The first issue the court addressed is whether AIM is an ATDS under federal law. AIM allows its users to send text messages to cellular telephone numbers. In order to do so, an AIM user must input the intended recipient’s phone number, compose a message, and then request the message be sent. The plaintiff in this case argued that the court should distinguish between “conduct that triggers dialing” of a mobile phone number, and “the actual act of dialing” that number. The court rejected this argument and found that extensive human intervention is required to send text messages through AIM, and the system therefore did not constitute an ATDS. The court also went on to find that the TCPA “should not be construed to punish the consumer-friendly practice of confirming requests to block future unwanted texts.”

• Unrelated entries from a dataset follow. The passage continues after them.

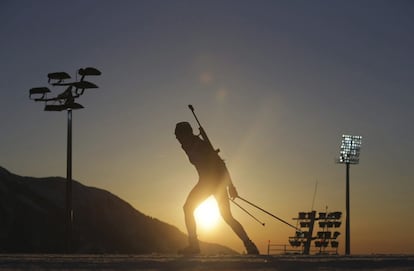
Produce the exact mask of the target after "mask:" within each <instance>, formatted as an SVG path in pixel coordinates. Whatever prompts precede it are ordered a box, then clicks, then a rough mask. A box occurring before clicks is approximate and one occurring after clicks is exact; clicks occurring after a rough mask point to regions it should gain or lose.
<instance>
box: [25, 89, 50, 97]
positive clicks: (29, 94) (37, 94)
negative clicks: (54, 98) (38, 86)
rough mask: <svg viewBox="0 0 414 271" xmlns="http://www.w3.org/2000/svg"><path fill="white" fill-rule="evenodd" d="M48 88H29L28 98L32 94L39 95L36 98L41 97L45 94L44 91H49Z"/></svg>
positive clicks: (45, 91)
mask: <svg viewBox="0 0 414 271" xmlns="http://www.w3.org/2000/svg"><path fill="white" fill-rule="evenodd" d="M49 92H50V89H49V88H47V87H37V88H31V89H30V91H29V98H30V99H31V100H32V95H40V97H39V96H37V98H36V99H43V98H44V97H45V96H46V93H49Z"/></svg>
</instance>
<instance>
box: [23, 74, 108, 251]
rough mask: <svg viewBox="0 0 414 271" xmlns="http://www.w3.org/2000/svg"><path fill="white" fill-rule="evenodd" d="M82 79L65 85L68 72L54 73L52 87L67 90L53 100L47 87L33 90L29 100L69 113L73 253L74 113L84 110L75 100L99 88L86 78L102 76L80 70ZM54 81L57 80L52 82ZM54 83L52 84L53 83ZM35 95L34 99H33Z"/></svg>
mask: <svg viewBox="0 0 414 271" xmlns="http://www.w3.org/2000/svg"><path fill="white" fill-rule="evenodd" d="M78 73H79V75H81V76H82V77H81V79H80V80H79V81H77V82H69V83H64V82H63V81H64V80H66V79H70V78H71V77H70V75H69V74H67V73H66V72H53V73H49V74H48V75H47V77H48V82H49V84H51V85H52V86H66V87H67V88H66V90H65V91H64V92H62V93H60V94H58V95H57V96H55V97H53V98H48V97H46V94H47V93H50V90H49V89H48V88H47V87H38V88H31V89H30V91H29V98H30V99H31V100H34V101H35V102H40V101H41V102H45V108H44V110H45V111H67V116H68V118H67V121H68V129H67V131H68V136H67V158H66V162H67V167H66V200H65V205H66V250H67V252H71V250H72V249H71V247H72V244H71V243H72V228H73V209H72V111H73V110H76V109H82V108H84V107H83V106H82V105H81V104H79V103H76V102H75V99H76V98H79V97H80V96H81V95H82V94H83V93H84V90H85V89H92V88H98V86H97V85H95V84H94V83H91V82H89V81H84V80H83V79H84V77H85V76H90V75H95V76H96V75H101V72H100V71H99V70H98V69H96V68H92V67H87V68H84V69H79V70H78ZM52 80H55V81H53V82H52ZM51 82H52V83H51ZM32 95H34V97H32Z"/></svg>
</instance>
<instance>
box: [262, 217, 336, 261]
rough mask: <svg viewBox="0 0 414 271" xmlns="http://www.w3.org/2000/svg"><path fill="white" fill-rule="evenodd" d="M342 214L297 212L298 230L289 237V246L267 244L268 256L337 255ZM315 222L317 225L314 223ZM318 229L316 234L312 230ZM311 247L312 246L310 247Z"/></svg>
mask: <svg viewBox="0 0 414 271" xmlns="http://www.w3.org/2000/svg"><path fill="white" fill-rule="evenodd" d="M341 217H342V212H329V213H328V212H319V216H318V217H317V216H316V211H311V212H299V214H298V217H296V218H293V220H296V221H297V225H298V228H300V231H299V230H297V231H296V232H295V235H294V236H291V237H289V245H276V244H271V242H270V241H269V244H268V254H271V252H273V251H278V252H279V253H285V254H304V255H309V254H311V252H312V254H338V247H339V241H338V236H339V235H340V232H339V227H340V226H341ZM316 222H317V223H316ZM317 227H318V230H317V231H316V234H314V230H315V229H316V228H317ZM312 245H313V246H312Z"/></svg>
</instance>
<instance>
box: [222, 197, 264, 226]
mask: <svg viewBox="0 0 414 271" xmlns="http://www.w3.org/2000/svg"><path fill="white" fill-rule="evenodd" d="M230 200H231V202H233V203H234V204H235V205H236V206H237V207H239V208H240V209H242V210H243V211H244V212H245V213H246V214H248V215H249V216H251V217H252V218H253V219H254V220H256V221H257V222H259V223H260V224H262V226H263V227H264V226H265V223H263V222H262V221H260V220H259V219H257V218H256V217H255V216H254V215H252V214H251V213H249V211H247V210H246V209H244V208H243V207H242V206H240V204H238V203H237V202H235V201H234V200H233V199H230Z"/></svg>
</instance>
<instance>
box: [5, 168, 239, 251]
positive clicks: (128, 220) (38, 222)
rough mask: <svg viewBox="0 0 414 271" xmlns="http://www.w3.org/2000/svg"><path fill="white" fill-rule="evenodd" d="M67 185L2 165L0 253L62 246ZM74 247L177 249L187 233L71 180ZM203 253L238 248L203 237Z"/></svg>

Had the court ruled for the plaintiff, and found a distinction between conduct that triggers dialing of a mobile phone number, and the actual dialing of that number, it could have had far reaching, negative consequences. Take speed dialing for example, you push a number on your phone that triggers the phone to dial the number. Under plaintiff’s interpretation of an ATDS, you apparently wouldn’t be able to speed dial a cell phone without violating the TCPA. This is one more example of why it is crucial for the industry to push back against over reaching plaintiffs.